My religious background is somewhat of a jumble: I was baptized Catholic, but no one ever followed up on that. I went to a Baptist church for youth group on and off with friends in Middle and High School, and got really into a Presbyterian church when I was in college. I went to every Sunday service (and sometimes twice) and the mid week college group, I had a small group, I led a middle school girls’ small group, and I sometimes went to their youth group mid week. That church [MPPC] is still my hands down favorite church of all the churches I’ve attended, and if I lived nearby, I would probably still be as involved with it now as I was then. I could watch their sermons on the internet, but it’s not quite the same.
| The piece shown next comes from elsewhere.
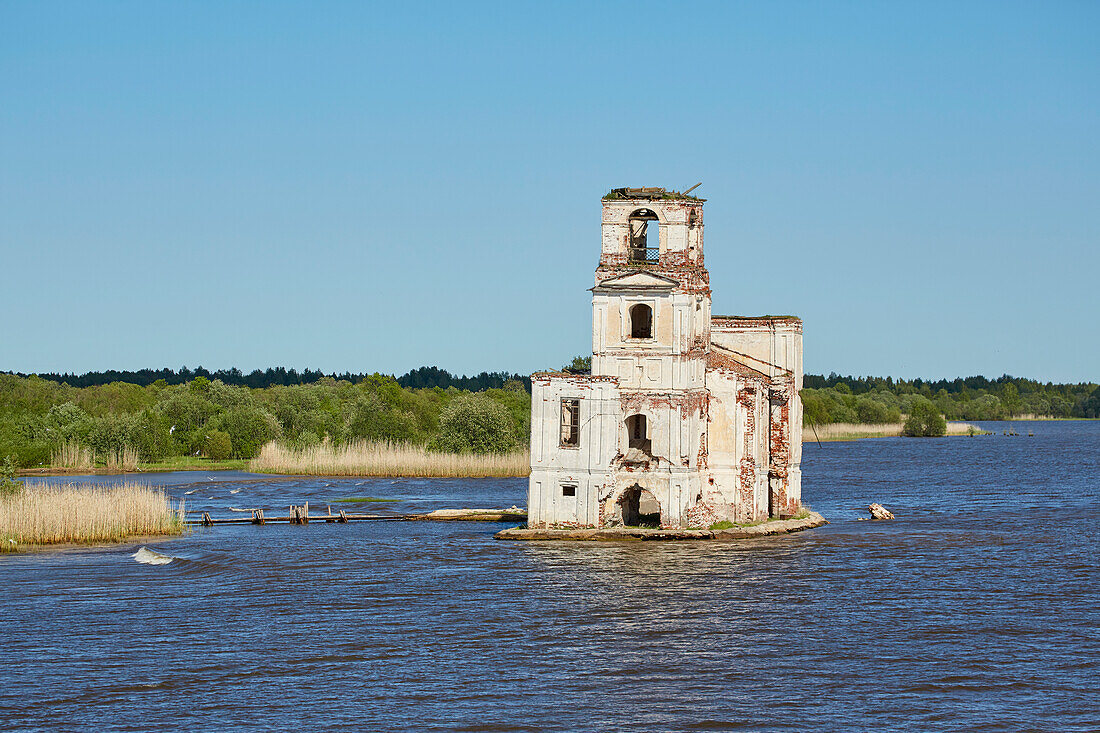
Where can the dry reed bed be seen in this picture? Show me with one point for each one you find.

I liked that they were open minded about what Christians are supposed to be and that they put their faith into action: we had a regular group doing work in Ethiopia, but also groups regularly at work at home in the nearby low income high crime neighborhoods and at the AIDS hospice, among other places. When I went to Kenya to work an NGO one summer through MPPC, I learned more about myself than at any other time in my life. That church encouraged me to develop my beliefs and to develop as a person more than any other church I’ve ever been to.
Now that I’m settled in one place again for a couple years, I think I’d like to find a new church again. I miss the fellowship I had with people — my best friends in college were mostly people I met at church. I’ve always loved the ritual and traditions of Catholicism, so I think I might check out the local Catholic churches and check out their RCIA classes. I also want to check out Episcopalian churches because they share a lot of tradition with Catholicism, and one of the Episcopalian churches around here has some interesting thoughts on their website.
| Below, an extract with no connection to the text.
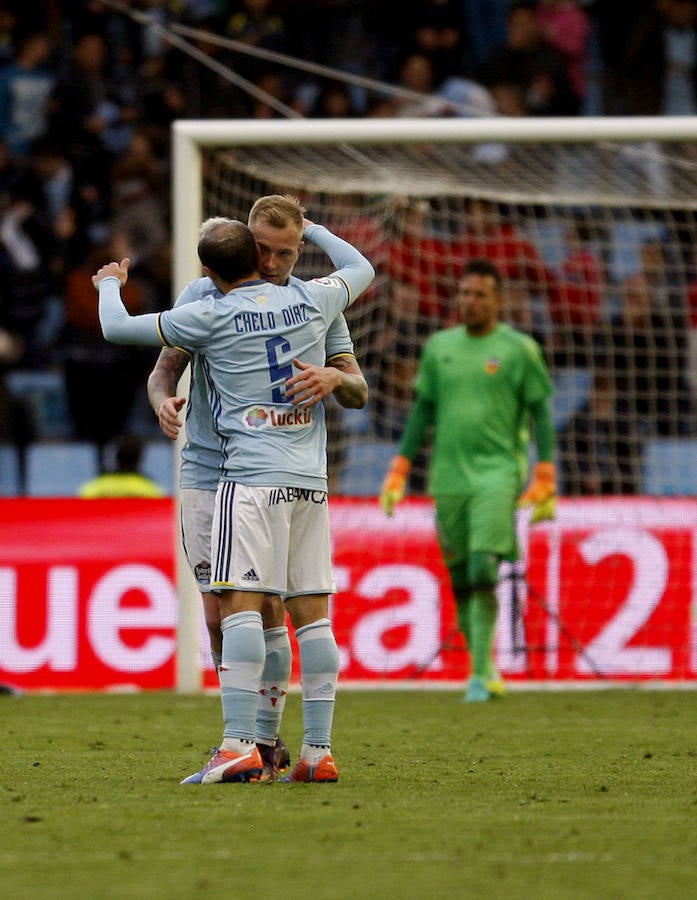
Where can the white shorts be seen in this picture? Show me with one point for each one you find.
(196, 509)
(271, 539)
Freshman year of college, one of my best friends said this to me: “I don’t know what God is saying to that person and I don’t know the state of that person’s soul. I know that what I am doing is what’s best for me, but I can’t make that judgment for anyone else.” Another friend recently posted this on his blog: “I am not the judge of a person’s soul and I can not, nor am I trying to, make a statement about what makes a person eligible for salvation. I believe that each and every person, regardless of faith, makes their own case before God when the time comes for their particular judgment. I believe in a God whose love far surpasses man’s ability to understand and which is not limited by the boundaries we place upon ourselves.” Both of them happen to be Catholic, and I don’t know if these beliefs are common within the Catholic Church, but if I could find a church that espoused those beliefs, I would also find my new church home.